While most of the desirable free agents have signed for the 2013 season, a few continue to wander about the major league baseball landscape.
At this point, Diamondbacks’ general manager Kevin Towers apparently has no interest in signing any one of the four, high profile names still without a team for next season. Still out there are pitchers Shaun Marcum (Milwaukee last season) and Kyle Lohse (St. Louis), outfielder Michael Bourn (Atlanta) and former Diamondbacks Adam LaRoche (Washington).
After the Diamondbacks went after and signed third baseman Eric Chavez and pitcher Brandon McCarthy as free agents, Towers’ work appears complete. Establishing a specific criteria, Towers addressed the need to upgrade the left side of the infield, add depth to the outfield and first base, acquire a veteran starting pitcher and provide an adequate back-up for catcher Miguel Montero.
A look at some of the high profile free agents, in compassion to the acquisitions of McCarthy and Chavez, may gain insight into the value of Towers’ targets.

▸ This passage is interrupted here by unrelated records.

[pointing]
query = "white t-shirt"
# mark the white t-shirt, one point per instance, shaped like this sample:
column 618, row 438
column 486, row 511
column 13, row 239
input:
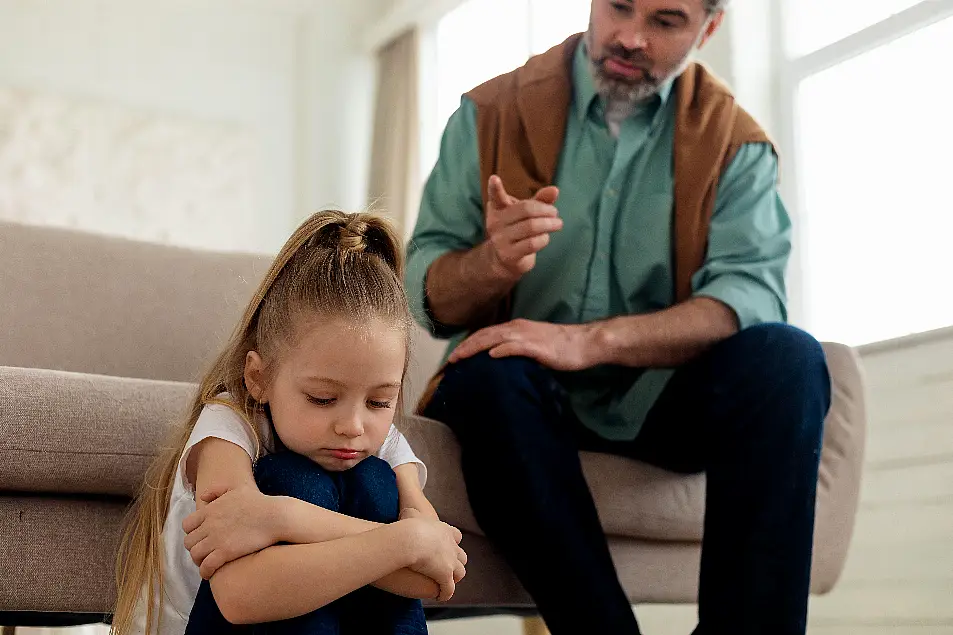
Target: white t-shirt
column 181, row 575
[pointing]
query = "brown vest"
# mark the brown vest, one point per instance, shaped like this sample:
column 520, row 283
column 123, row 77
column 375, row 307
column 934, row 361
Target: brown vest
column 521, row 125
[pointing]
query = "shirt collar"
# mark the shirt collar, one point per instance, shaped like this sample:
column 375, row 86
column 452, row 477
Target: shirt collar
column 585, row 88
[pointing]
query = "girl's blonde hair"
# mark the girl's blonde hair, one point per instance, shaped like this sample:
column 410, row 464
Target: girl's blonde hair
column 334, row 265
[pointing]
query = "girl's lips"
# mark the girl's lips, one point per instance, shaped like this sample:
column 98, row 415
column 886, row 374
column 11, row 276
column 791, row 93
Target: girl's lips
column 343, row 454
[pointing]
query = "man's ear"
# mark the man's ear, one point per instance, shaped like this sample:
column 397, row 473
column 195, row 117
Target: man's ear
column 255, row 376
column 713, row 25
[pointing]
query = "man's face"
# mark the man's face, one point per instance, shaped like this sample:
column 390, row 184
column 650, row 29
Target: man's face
column 636, row 45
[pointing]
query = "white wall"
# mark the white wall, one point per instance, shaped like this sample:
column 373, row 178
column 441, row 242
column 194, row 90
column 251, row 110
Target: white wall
column 288, row 73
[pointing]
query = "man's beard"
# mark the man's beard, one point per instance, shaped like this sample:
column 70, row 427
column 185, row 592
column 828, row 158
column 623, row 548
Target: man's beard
column 620, row 91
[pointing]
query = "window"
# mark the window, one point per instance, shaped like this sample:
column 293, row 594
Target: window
column 873, row 132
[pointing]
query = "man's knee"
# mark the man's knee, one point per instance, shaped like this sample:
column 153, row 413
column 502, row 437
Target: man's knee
column 792, row 366
column 291, row 474
column 371, row 491
column 483, row 376
column 786, row 356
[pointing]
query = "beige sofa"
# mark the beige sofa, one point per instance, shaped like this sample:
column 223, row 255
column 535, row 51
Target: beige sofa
column 101, row 338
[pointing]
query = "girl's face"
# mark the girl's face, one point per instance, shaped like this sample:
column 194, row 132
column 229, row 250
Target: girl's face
column 334, row 395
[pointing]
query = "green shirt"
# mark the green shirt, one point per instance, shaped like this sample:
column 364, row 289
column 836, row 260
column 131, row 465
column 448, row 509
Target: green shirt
column 614, row 254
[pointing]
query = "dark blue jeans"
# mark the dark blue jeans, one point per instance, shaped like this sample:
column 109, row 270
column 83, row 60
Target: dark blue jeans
column 368, row 491
column 749, row 413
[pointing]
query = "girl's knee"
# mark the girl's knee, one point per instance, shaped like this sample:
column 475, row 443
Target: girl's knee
column 371, row 491
column 291, row 474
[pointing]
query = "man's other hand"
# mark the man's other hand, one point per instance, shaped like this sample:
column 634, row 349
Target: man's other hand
column 564, row 347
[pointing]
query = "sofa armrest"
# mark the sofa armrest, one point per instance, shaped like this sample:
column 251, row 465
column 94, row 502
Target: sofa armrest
column 842, row 462
column 73, row 433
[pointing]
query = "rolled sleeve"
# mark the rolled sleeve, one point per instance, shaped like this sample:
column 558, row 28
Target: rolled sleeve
column 451, row 211
column 749, row 241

Regarding the price, Chavez signed one year for $3 million, and McCarthy inked a two year deal for $15 million. McCarthy is coming off an 8-6 season with Oakland last season with a 3.24 ERA in 18 starts. In his deal with the Diamondbacks, McCarthy received a $2.5 million signing bonus and will earn $4 million in 2013 and $9 million in 2014.

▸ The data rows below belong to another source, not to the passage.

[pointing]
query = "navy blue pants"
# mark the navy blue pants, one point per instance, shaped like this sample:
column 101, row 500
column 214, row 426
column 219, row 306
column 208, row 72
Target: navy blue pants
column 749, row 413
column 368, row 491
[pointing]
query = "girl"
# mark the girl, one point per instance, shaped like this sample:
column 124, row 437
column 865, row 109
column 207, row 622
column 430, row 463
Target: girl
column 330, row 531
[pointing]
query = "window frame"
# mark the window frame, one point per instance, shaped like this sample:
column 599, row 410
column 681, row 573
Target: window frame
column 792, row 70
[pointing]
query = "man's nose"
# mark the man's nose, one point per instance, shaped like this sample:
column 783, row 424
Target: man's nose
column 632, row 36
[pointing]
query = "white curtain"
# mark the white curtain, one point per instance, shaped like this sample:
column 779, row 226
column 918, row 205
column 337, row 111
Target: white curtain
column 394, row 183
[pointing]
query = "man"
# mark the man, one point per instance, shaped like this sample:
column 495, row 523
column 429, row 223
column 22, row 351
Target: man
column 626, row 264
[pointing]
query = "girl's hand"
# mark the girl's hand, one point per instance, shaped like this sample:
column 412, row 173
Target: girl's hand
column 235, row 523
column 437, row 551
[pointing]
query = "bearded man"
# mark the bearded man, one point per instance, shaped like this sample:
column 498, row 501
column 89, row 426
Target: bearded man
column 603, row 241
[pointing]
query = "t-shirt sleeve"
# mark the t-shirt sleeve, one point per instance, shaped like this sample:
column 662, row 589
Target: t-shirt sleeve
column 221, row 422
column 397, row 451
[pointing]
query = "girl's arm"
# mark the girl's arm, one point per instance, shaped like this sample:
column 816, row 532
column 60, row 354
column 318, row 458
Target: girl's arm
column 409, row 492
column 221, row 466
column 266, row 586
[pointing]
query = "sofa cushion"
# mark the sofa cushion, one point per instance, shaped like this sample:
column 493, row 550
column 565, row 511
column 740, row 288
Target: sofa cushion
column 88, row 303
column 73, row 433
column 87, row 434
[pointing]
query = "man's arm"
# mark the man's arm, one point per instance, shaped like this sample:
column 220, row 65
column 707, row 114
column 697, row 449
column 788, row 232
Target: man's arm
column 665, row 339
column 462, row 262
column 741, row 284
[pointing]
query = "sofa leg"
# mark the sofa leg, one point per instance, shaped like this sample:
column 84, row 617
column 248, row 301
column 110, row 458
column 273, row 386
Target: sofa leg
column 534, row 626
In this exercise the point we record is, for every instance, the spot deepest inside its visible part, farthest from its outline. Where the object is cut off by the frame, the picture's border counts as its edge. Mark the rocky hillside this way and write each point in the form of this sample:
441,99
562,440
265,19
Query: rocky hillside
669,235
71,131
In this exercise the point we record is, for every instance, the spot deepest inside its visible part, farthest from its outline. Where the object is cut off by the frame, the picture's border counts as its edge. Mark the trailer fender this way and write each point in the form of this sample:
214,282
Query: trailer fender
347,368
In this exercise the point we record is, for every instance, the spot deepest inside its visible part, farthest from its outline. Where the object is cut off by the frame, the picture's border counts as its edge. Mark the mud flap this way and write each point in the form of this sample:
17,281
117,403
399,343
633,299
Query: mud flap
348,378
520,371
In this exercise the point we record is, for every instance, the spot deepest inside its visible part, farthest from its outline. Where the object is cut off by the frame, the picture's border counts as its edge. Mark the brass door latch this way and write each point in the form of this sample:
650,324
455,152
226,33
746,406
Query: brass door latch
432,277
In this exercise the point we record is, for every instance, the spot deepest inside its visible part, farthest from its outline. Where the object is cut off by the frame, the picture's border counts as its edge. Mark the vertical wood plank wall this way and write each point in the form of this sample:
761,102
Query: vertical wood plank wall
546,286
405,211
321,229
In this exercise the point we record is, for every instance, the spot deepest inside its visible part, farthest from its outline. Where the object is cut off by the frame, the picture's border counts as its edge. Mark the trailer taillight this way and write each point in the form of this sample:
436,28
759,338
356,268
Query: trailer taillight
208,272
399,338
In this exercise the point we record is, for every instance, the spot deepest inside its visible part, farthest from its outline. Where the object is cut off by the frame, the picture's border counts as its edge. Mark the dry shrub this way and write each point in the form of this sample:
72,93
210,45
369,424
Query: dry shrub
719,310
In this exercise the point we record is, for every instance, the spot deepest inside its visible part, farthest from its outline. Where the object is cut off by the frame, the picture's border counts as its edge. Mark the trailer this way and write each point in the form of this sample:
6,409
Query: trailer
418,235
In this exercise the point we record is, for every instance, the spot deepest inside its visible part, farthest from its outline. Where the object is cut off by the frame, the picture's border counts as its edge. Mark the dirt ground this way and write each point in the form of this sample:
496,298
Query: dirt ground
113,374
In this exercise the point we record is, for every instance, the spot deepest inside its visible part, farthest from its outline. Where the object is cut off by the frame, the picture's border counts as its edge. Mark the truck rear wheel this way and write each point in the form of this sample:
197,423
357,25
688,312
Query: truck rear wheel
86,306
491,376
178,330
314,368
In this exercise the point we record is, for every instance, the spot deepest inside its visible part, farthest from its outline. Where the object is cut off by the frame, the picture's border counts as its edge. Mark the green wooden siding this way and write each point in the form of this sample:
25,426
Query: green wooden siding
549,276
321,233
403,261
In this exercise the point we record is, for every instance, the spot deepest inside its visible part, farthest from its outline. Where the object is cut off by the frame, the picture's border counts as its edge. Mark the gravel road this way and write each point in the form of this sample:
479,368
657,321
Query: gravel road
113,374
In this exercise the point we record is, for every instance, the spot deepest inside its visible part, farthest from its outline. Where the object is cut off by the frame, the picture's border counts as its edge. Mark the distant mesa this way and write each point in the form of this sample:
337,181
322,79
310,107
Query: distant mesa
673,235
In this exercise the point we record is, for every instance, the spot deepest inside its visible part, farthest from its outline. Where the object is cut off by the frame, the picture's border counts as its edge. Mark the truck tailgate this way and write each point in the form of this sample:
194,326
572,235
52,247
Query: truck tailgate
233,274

Among pitchers who signed as free agents in 2013, Anibal Sanchez resigned with Detroit, five years, $80 million, former D-backs Dan Haren, one year, $13 million with Washington, former D-backs Edwin Jackson, four years, $52 million with the Cubs, and Colby Lewis, one year, $2 million to resign with the Rangers.
The biggest cost involved free agent right-hander Zach Greinke, who inked with the Dodgers, six years and $147 million.
Averaging just over $7 million a year, McCarthy appears to be a bargain against the some of the money flipped to these other pitchers.
The issue with McCarthy could be his health.
Last September, the 29 year-old was hit in the face with a line drive off the bat of Angels’ Erick Aybar. McCarthy suffered an epidural hemorrhage, a brain contusion and a skull fracture from the hit, and underwent two hours of emergency surgery to relieve pressure on his brain. He did not pitch again during the regular season or the postseason, and in mid-November, was cleared to resume baseball activities by Dr. Mickey Collins of the University of Pittsburgh Medical Center.
If healthy and productive for 2013, McCarthy has the ability to win perhaps 14 to 18 games and provide important numbers in the absence of Daniel Hudson, out while recovering from Tommy John surgery until at least the All-Star game and perhaps longer.
The value for Chavez may be greater.
Among the recently signed free agents, a good comparison may be outfielder Torii Hunter.
Chavez just turned 35 and Hunter is 37 years old. Last season with the Yankees, Chavez hit .281 in 113 games with 12 doubles, 16 home runs and 37 RBIs. The home run production was the most since Chavez popped 15 homers in 2007 with Oakland. From 2000 to 2006, Chavez hit 20 or more home runs in each season, and the Diamondbacks hope he can retain a similar pop in his bat.
Hunter signed a two deal with Detroit valued at $26 million. His is coming off a .313 season with the Angels, 16 home runs and 91 RBIs. Hunter is a career .277 hitter while Chavez is a .267 career hitter.
To be fair, Chavez was plagued with injuries in recent years. Between 2007 and 2011, he appeared in 202 games over this five year period, but played in 113 games for the Yankees last season.
If he can stay healthy and productive, Chavez may prove as valuable to the Diamondbacks, for the price, as Hunter could be to the Tigers. As well, Chavez will likely yield playing time to Chris Johnson, especially against left-handed pitching.
At this point, Towers and the front office would be prudent to pencil in Chavez as the everyday third baseman. For 2013, and if the stars are aligned, Chavez could provide considerable value for the $3 million committed by the Diamondbacks.